Denys Baptiste ‘ The Late Trane’ (Edition) 3/5

Comparisons, comparisons… I know, we shouldn’t make them. But when listening to the music of John Coltrane how can we not? No matter how we choose to describe it; Coltrane’s music ‘reinterpreted’, ‘reworked’, reenvisioned’, etc etc, it is still the music of John Coltrane. For an artist, the challenge has to be to find an original voice and character from the music that is already so familiar to the listener. To this end, “The Late Trane”, the new album from British saxophonist Denys Baptiste does succeed in the main. Baptiste is a commanding, enigmatic musician, and here he attempts to balance his unique artistic vision with the visceral emotions and cosmic references that encompass Coltrane’s late music.

Baptiste enjoys the company of a stellar band; Nikki Yeoh on piano and keyboards, Neil Charles on bass, Rod Youngs on drums, and with special guests Gary Crosby on bass and Steve Williamson on tenor sax.
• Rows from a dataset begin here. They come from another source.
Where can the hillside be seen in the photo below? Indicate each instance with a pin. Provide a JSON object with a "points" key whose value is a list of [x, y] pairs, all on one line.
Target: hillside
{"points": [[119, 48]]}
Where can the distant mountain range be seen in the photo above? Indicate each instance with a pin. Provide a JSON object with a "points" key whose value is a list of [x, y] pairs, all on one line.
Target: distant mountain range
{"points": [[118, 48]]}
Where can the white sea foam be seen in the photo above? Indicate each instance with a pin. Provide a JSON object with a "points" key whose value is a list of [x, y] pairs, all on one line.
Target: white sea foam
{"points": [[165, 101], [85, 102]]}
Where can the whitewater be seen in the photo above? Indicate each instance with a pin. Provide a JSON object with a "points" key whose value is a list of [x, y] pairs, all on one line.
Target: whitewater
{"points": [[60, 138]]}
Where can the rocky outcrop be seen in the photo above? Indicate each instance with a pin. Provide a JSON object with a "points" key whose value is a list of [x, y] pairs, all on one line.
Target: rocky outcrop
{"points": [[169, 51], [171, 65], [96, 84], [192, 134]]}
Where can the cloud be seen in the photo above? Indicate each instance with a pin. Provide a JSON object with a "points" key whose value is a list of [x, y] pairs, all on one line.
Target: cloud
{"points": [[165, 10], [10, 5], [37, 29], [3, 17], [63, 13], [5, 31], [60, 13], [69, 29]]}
And at times, they really do fire on all cylinders, blowing up a spiritual storm. Yet at other times, I’m left a little nonplussed, wondering how all this talent appears to have got a little lost on their journey. Too many wrong turns or questionable direction? The cosmic sat-nav has a glitch; it should know where it’s going but it just doesn’t quite get there.

Eight of the ten numbers presented here are Coltrane tunes, with the remaining two, “Astral Trane” and “Neptune”, being fitting Baptiste originals. There’s a nice flow to proceedings, with Baptiste and Yeoh, two formidable musicians who I greatly admire, on occasions striking planetary gold together. But for me, these moments are a little too rare on this occasion. The exploratory style that Yeoh employs here is a little out-of-place at times, and somewhat surprisingly, Baptiste’s energy, whilst fluently rhythmic on occasion, also appears slightly disjointed. A mixed bag that leaves me wanting to like what I’m hearing more than I actually do. And whilst some tunes do work particularly well, with a fresh edge and sincerity making for a very enjoyable, almost visionary feel, there are other tunes that simply just don’t work.

If I was to take this album in its own right, without knowing anything about it, or without having heard any of the tunes before, would I have liked it more? Yes, I probably would, because the originality and wonder of the tunes themselves would sing loud to me. But as it is, I can’t ignore the fact that on this recording I’m left with a keen sense of what might have been. There is nonetheless still much to enjoy and admire. For me personally, it’ll be a big ask to find anyone who plays Coltrane quite as well as Joe Lovano does. The big man fits comfortably into the great man’s shoes.